Life expectancy represents the average future time an individual can expect to live. To perform this calculation assumptions are made as to the mortality table the life will follow. Life expectancies have been increasing steadily over the past century and may continue to increase in the future. As people are living longer the cost of retirement is increasing.

Life Expectancy Adjusted Withdrawal Plan:

A plan though which a mutual fund investor's holdings are fully depleted while providing maximum periodic income over the investor's lifetime.

Life Insurance:

Life insurance is a policy agreement (contract) between you and an insurance company. You agree to pay a specified amount (premium) to the company for the policy coverage, and in return, the company agrees to pay you or your beneficiaries based on the terms of the policy. Most life insurance is designed to provide funds to your heirs in the event of your death.

Lifestyle Expenditures:

The cost you incur to sustain your lifestyle, including the money you spend on housing, food, clothing, household expenses, transportation, insurance, entertainment and gifts. Also included are the interest charges associated with financing a major capital purchase such as a house or a car. Lifestyle expenditures do not include income tax expense or any capital transactions.
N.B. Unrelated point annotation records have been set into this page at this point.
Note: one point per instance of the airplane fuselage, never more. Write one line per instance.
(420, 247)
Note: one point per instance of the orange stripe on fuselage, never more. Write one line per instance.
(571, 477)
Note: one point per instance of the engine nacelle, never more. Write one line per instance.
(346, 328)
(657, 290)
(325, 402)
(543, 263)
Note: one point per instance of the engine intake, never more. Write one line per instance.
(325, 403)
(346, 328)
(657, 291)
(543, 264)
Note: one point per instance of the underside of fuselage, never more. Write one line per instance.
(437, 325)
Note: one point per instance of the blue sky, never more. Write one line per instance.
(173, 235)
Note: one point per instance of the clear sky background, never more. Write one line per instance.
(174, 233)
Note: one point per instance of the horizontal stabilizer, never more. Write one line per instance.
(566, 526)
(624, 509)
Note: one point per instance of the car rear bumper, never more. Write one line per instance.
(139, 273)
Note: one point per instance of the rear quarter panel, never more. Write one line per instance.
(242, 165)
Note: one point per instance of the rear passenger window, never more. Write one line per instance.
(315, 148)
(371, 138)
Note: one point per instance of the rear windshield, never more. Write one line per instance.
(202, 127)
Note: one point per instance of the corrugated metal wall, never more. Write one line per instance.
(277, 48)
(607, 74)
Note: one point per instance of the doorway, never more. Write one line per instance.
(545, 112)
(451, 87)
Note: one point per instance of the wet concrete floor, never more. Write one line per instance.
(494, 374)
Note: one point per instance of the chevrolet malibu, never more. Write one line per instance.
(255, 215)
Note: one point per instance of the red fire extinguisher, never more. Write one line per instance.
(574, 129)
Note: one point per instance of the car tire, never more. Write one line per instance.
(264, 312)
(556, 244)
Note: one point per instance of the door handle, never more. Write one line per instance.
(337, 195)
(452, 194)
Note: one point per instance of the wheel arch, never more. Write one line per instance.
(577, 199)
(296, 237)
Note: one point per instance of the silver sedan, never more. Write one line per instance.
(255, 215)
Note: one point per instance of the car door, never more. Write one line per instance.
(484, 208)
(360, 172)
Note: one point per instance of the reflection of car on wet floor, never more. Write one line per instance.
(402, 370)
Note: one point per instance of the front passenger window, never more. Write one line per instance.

Living Benifits: Living benifits form part of most life insuranve polices. They allow for the partial payment of death benift in advance of actual death, if the insured person is suffering from a terminal illness.

Living Will:

If you become incapacitated this document will preserves your wishes and act as your voice in medical decisions, if you are unable to speak for yourself as a result of medical reasons.

Loan (Policy Loan): A loan made by the life insurance company from its general funds to a policyowner on the strength of the cash value if a policy.
Medical Examination: Usually conducted by a licensed physician; the medical report is part of the application, becomes part of the policy contract and is attached to the policy. A "non-medical" is a short-form medical report filled out by the agent. Various company rules, such as amount of insurance applied for or already in force; applicant's age, sex, past physical history; data revealed by inspection report, etc., determine whether the examination will be "medical" or "non-medical."

Medical Power of Attorney:

This special power of attorney document allows you to designate another person to make medical decisions on your behalf, also review the Substitution Decisions Act in the Money Management Newsletter Library.

Misrepresentation: Act of making, issuing, circulating or causing to be issued or circulated an estimate, an illustration, a circular or a statement of any kind that does not represent the correct policy terms, dividends or share of surplus or the name or title for any policy or class of policies that does not in fact reflect its true nature
Mortally Table: A table showing the incidence of death at specified ages
Mortality: The relative incidence of death within a given group.

No Fault Insurance:

Government-mandated insurance designed to provide automatic compensation for automobile accident victims, regardless of who is to blame.

Non-Medical Insurance: Issued on a regular basis without requiring a regular medical examination. In passing on the risk, the company relies on the applicant's answers to questions regarding his or her physical condition and on personal references or inspection reports.

Ordinary Annuity:

A series of equal payments over a fixed number of years where the payments are made at the end of each period.

Paid-up Insurance: An insurance policy that with remain in force without the need for additional premiums.
Participating Policy: A policy that is eligible for the payment of dividends by the insurer (see dividend)

Permanent Life Insurance:

The most common types are whole and universal . Both offer lifetime protection. Renewal is not necessary as long as you pay the premiums.

Per Capita (Life Insurance):

The death proceeds of a contract or policy are divided equally among the living beneficiaries. For example if three beneficiaries are named but one is no longer living, the remaining to will each receive 1/2 of the proceeds. For contrast see per stirpes.

Per Stirpes (Life Insurance):

The death proceeds of a contract or policy are divided equally among the named beneficiaries. The share of any deceased named beneficiary is distributed to his/her living dependents. For contrast see per capita.

Policyowner: The person who owns a life insurance policy. This is usually the insured person, could also be a relative of the insured, a corporation or partnership.

Power of Attorney:

Gives signing authority for your affairs to a spouse or other trusted person in case of accidental or other circumstances that leave your own unable to manage your own affairs.

Pre-Authorized Chequing Arrangement (PAC):

An arrangement you can make with your bank to remove a predetermined amount from your account at regular intervals and place it elsewhere. This method is a convenient means of savings.



The amount of money that is required to be paid to the insurance company for insurance coverage.

Preferred Risk:



A risk whose physical condition, occupation, mode of living and other characteristics indicate a prospect for longevity superior to that of the average longevity of unimpaired lives of the same age. (See standard risk.)

Principal: The face amount or par value of a contract.

Private Health Insurance:

Insurance plans provided by private insurance companies, in contrast to health insurance provided by government or public agencies such as Blue Cross.

Primary Beneficiary: In life insurance, the beneficiary designated by the insured as the first to receive policy benefits.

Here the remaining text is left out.